"Or moon rockets," she says, slightly wistfully. "Or sputniks."
"If those things worked any more." The film is in: he leans over the scope and brings it round to bear on the first of the disks, a couple of degrees off from Satan. (The disks are invisible to the naked eye; it takes a telescope to see their reflected light.) He glances up at her. "Do you remember the moon?"
Maddy shrugs. "I was just a kid when it happened. But I saw the moon, some nights. During the day, too."
He nods. "Not like some of the kids these days. Tell them we used to live on a big spinning sphere and they look at you like you're mad."
"What do they think the speed of the disks will tell them?" She asks.
"Whether they're all as massive as this one. What they could be made of. What that tells us about who it was that made them." He shrugs. "Don't ask me, I'm just a bug-hunter. This stuff is big, bigger than bugs." He chuckles. "It's a new world out here."
She nods very seriously, then actually sees him for the first time: "I guess it is."
Chapter Three: Boldly Go
"So tell me, comrade colonel, how did it really feel?"

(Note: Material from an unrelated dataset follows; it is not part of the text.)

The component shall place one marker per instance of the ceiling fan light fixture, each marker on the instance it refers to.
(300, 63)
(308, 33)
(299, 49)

The comrade colonel laughs uneasily. He's forty-three and still slim and boyish-looking, but carries a quiet melancholy around with him like his own personal storm cloud. "I was very busy all the time," he says with a self-deprecating little shrug. "I didn't have time to pay attention to myself. One orbit, it only lasted ninety minutes, what did you expect? If you really want to know, Gherman's the man to ask. He had more time."
"Time." His interrogator sighs and leans his chair back on two legs. It's a horribly old, rather precious Queen Anne original, a gift to some Tsar or other many years before the October revolution. "What a joke. Ninety minutes, two days, that's all we got before they changed the rules on us."